Karegeya fell out with Kigali in 2007 and fled to exile in South Africa where he lived up to January 1, when he was found dead in a Johannesburg hotel. Various fingers pointed to President Paul Kagame’s government for the hit. Kigali has denied culpability.

But President Kagame and Foreign Affairs Minister Mushikiwabo’s remarks that nobody will betray Rwanda and get away with it, and the rejection of Karegeya’s body to be buried at his home, undermine Kigali’s innocence in his death. A day after Karegeya’s death, his family appealed to the Uganda government to allow the body be buried at his home in Mbarara District.

Uganda’s minister of state for Foreign Affairs Okello Oryem said the burial would be allowed but without the government involvement and after consultation with the Rwanda government. This meant that Rwanda would have the final say on whether Karegeya’s body would be buried in Uganda or not.

Thus, when Uganda’s Ministry of Foreign Affairs later announced that Karegeya’s body would not be buried here, there was little doubt on which government had made the decision. Uganda was only passing on the decision.

“The government of Uganda wishes to clarify that the deceased was a citizen of Rwanda and a resident of South Africa at the time of his death. Therefore, burial arrangements should be made in one of those countries,” said the Foreign Affairs Ministry.

The attempt to explain the shift from its earlier position and probably to conceal her capitulation to Rwanda’s pressure left the Uganda government more exposed than shielded.

If Karegeya was not a citizen of Uganda, why was he allowed to have a permanent home, family and land in Uganda for all these years? If the government found it acceptable to have a home here, why would it be so abnormal for him to be buried here? If he was not a Ugandan citizen, was his father buried at the same home in 2004 a Ugandan?

Why did Uganda not reject his burial there? The government advised that Karegeya could be buried in South Africa because he was a resident there at the time of death. But he was also a resident in Uganda where he had a permanent residence and home. Fleeing to South Africa did not amount to migration.
If, in future, any of Karegeya’s family members dies (God forbid), will the Uganda government also first consult Rwanda on whether they should or not be buried in Uganda?
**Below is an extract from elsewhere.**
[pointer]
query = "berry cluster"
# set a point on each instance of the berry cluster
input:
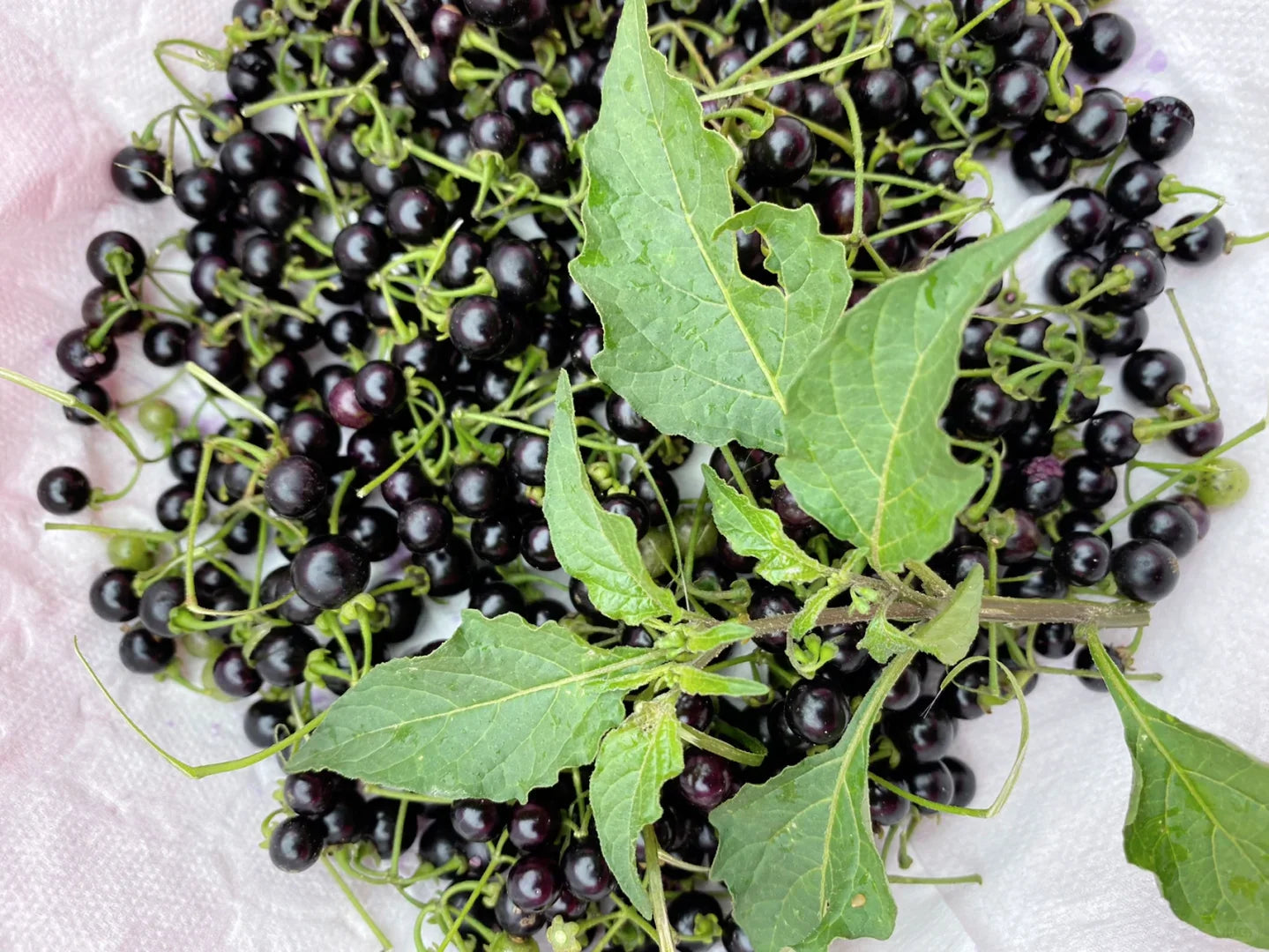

This bilateral decision on Karegeya’s burial exposes the emptiness of the often peddled Uganda-Rwanda “brotherhood.” During the Constitution making process in 1994-95, President Museveni advocated and strongly defended the inclusion in the Constitution of Banyarwanda as one of the local tribes.
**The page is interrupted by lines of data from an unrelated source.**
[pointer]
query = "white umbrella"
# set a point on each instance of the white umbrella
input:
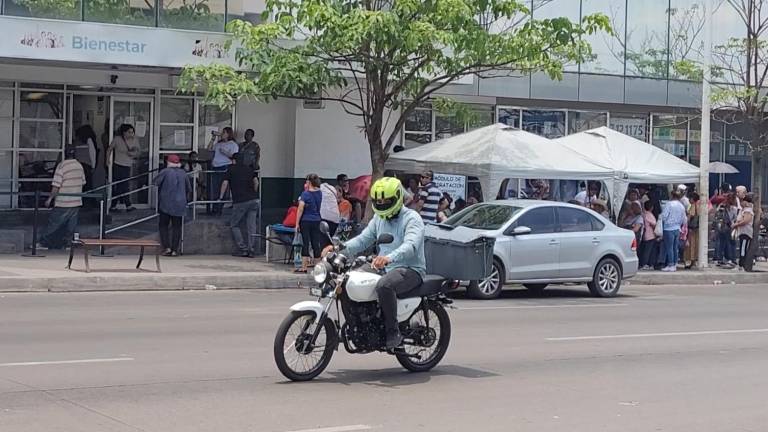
(722, 168)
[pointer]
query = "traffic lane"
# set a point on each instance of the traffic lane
(226, 335)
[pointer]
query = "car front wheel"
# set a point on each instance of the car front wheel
(490, 287)
(606, 280)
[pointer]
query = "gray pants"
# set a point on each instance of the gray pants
(248, 211)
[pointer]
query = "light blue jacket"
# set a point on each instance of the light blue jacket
(408, 248)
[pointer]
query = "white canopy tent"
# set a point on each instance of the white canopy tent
(631, 160)
(497, 152)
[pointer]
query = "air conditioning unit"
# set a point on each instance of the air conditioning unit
(315, 103)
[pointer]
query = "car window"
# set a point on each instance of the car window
(574, 220)
(540, 220)
(483, 216)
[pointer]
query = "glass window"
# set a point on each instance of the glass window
(585, 120)
(38, 164)
(204, 15)
(634, 125)
(553, 9)
(176, 138)
(41, 135)
(483, 216)
(647, 38)
(211, 118)
(549, 124)
(65, 10)
(140, 13)
(245, 10)
(509, 116)
(540, 220)
(686, 25)
(41, 105)
(177, 110)
(671, 134)
(607, 50)
(574, 220)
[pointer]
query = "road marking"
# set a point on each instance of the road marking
(350, 428)
(641, 335)
(68, 362)
(541, 306)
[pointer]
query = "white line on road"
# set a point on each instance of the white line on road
(350, 428)
(641, 335)
(68, 362)
(541, 306)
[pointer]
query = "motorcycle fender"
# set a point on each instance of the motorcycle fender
(309, 305)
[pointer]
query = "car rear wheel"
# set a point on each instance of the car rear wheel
(535, 288)
(490, 287)
(606, 280)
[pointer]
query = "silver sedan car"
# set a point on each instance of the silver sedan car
(539, 243)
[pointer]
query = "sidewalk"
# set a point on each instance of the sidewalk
(197, 272)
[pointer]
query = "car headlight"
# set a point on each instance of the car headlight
(320, 273)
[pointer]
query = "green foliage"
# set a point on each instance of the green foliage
(375, 56)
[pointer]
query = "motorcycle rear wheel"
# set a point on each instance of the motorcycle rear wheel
(291, 338)
(441, 324)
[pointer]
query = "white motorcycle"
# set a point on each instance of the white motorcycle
(308, 336)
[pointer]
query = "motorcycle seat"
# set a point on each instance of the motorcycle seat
(431, 285)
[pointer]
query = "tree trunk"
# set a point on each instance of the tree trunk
(757, 182)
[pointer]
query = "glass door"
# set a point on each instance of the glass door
(137, 112)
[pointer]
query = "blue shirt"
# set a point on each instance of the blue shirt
(407, 251)
(173, 186)
(221, 159)
(312, 202)
(674, 216)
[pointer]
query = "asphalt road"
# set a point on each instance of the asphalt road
(654, 359)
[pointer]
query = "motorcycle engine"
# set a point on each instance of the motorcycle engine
(363, 330)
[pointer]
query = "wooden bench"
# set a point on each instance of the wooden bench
(87, 244)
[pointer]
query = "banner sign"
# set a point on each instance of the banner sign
(75, 41)
(453, 185)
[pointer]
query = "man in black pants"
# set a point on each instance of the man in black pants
(403, 259)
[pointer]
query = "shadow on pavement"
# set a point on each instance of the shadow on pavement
(397, 377)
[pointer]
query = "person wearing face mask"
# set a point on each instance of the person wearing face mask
(125, 150)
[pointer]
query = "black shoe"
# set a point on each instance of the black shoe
(394, 340)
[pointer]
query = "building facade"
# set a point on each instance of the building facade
(70, 63)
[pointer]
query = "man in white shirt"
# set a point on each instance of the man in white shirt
(68, 178)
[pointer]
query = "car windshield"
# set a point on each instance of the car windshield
(483, 216)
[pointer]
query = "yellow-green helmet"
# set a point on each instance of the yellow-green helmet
(387, 197)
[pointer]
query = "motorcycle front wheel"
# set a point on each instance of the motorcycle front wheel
(297, 357)
(427, 344)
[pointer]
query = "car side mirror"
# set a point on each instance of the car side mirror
(385, 239)
(521, 231)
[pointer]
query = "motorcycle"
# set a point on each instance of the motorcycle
(309, 335)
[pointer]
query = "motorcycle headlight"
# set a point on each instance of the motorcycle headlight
(320, 272)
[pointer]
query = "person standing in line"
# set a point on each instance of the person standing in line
(174, 186)
(673, 217)
(224, 149)
(429, 198)
(329, 210)
(241, 179)
(251, 151)
(126, 150)
(745, 230)
(309, 219)
(68, 178)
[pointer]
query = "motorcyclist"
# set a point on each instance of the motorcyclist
(403, 259)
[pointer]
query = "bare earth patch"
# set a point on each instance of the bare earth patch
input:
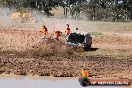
(24, 52)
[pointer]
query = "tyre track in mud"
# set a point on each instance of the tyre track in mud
(61, 67)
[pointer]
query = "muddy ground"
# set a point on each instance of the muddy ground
(26, 52)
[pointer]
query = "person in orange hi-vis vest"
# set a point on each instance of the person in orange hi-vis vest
(67, 30)
(57, 34)
(85, 73)
(44, 30)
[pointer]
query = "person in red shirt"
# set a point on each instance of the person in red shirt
(44, 30)
(57, 34)
(67, 30)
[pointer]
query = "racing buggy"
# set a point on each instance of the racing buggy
(75, 39)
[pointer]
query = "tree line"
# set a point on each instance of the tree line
(103, 10)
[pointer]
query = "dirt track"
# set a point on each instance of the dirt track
(25, 53)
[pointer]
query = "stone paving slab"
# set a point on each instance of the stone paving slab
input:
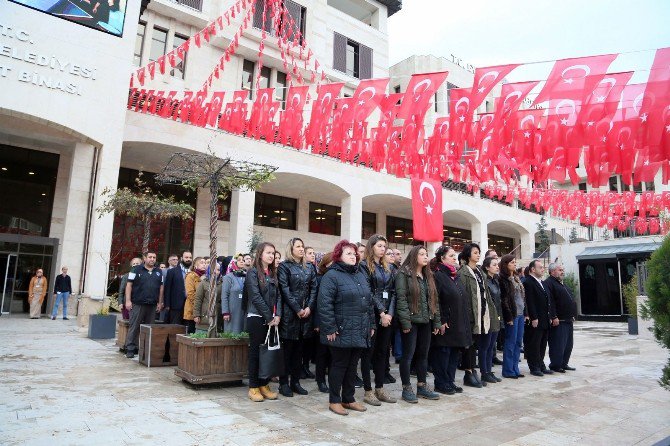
(60, 388)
He called them our “brothers and sisters” who were only separated by artificial boundaries created by the colonialists.

His view prevailed and Banyarwanda are now listed as one of the Ugandan tribes. So why was Karegeya denied burial on account of not being a Ugandan?
Or did he cease being a brother because he was opposed to the Kigali establishment?
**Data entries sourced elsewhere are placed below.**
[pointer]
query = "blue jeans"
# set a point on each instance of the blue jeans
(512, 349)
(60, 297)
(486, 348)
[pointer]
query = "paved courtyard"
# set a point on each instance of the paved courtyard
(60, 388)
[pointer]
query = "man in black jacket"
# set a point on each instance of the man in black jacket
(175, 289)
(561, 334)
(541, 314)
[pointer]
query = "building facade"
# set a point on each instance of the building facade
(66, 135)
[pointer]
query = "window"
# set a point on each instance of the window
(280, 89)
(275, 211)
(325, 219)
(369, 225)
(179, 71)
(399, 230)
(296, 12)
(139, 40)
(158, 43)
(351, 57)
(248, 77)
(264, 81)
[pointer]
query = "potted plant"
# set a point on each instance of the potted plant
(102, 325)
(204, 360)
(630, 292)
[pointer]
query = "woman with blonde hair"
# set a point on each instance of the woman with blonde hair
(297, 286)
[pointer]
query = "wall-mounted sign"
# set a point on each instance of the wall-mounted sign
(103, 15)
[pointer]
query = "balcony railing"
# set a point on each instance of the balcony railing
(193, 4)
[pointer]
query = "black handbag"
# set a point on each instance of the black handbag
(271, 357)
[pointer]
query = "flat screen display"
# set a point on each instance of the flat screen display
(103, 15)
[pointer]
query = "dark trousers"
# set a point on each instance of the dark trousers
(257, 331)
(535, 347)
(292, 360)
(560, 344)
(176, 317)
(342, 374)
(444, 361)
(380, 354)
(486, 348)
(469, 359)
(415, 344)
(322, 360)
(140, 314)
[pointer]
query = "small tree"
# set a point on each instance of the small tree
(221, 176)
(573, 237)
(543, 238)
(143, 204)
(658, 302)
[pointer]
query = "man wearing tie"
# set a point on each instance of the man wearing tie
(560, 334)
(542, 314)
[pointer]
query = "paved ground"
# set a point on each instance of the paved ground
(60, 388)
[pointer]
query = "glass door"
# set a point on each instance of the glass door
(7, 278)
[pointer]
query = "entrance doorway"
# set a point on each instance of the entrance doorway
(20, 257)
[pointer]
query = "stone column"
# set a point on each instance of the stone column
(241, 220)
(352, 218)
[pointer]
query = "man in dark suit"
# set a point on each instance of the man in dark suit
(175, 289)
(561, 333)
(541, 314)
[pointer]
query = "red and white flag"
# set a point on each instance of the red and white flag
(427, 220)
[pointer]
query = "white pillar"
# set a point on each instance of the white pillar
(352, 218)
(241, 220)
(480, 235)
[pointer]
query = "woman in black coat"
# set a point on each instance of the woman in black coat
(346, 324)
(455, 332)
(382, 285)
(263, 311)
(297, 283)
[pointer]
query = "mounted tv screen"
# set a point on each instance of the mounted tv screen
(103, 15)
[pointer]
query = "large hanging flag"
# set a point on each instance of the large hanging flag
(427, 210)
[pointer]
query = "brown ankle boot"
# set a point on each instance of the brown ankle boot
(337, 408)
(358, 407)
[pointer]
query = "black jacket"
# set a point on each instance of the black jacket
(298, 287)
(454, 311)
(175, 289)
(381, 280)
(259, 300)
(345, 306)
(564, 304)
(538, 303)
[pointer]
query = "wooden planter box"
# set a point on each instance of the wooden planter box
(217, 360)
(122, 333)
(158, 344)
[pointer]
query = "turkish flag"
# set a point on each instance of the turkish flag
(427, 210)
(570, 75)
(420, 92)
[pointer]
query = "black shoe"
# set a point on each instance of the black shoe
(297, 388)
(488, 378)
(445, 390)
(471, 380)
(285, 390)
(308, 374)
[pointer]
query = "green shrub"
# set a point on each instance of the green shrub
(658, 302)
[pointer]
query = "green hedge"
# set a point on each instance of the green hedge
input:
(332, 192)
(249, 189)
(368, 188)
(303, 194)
It is surprising and ridiculous for two countries to connive to persecute a dead body just because it’s of a political opponent.
Karegeya was persecuted alive and dead. If the two countries can conspire to persecute a dead body, what will they do to the living opponents? The Kigali opponents in Uganda must now be scared stiff. But the rejection of Karegeya’s body just confirms how unsafe Kagame opponents are in Uganda.

Two months ago, another Rwandan political opponent Mr Mutabazi was arrested in a dubious operation by a senior Ugandan police officer Mr Aguma and handed over to Kigali state operatives. His fate is unknown. The Uganda government quickly condemned the extradition and disassociated itself from the act.

It even ordered an investigation into Mr Aguma’s behaviour. But the Karegeya issue suggests that Aguma’s action might not have been an individual mission as we had been made to believe.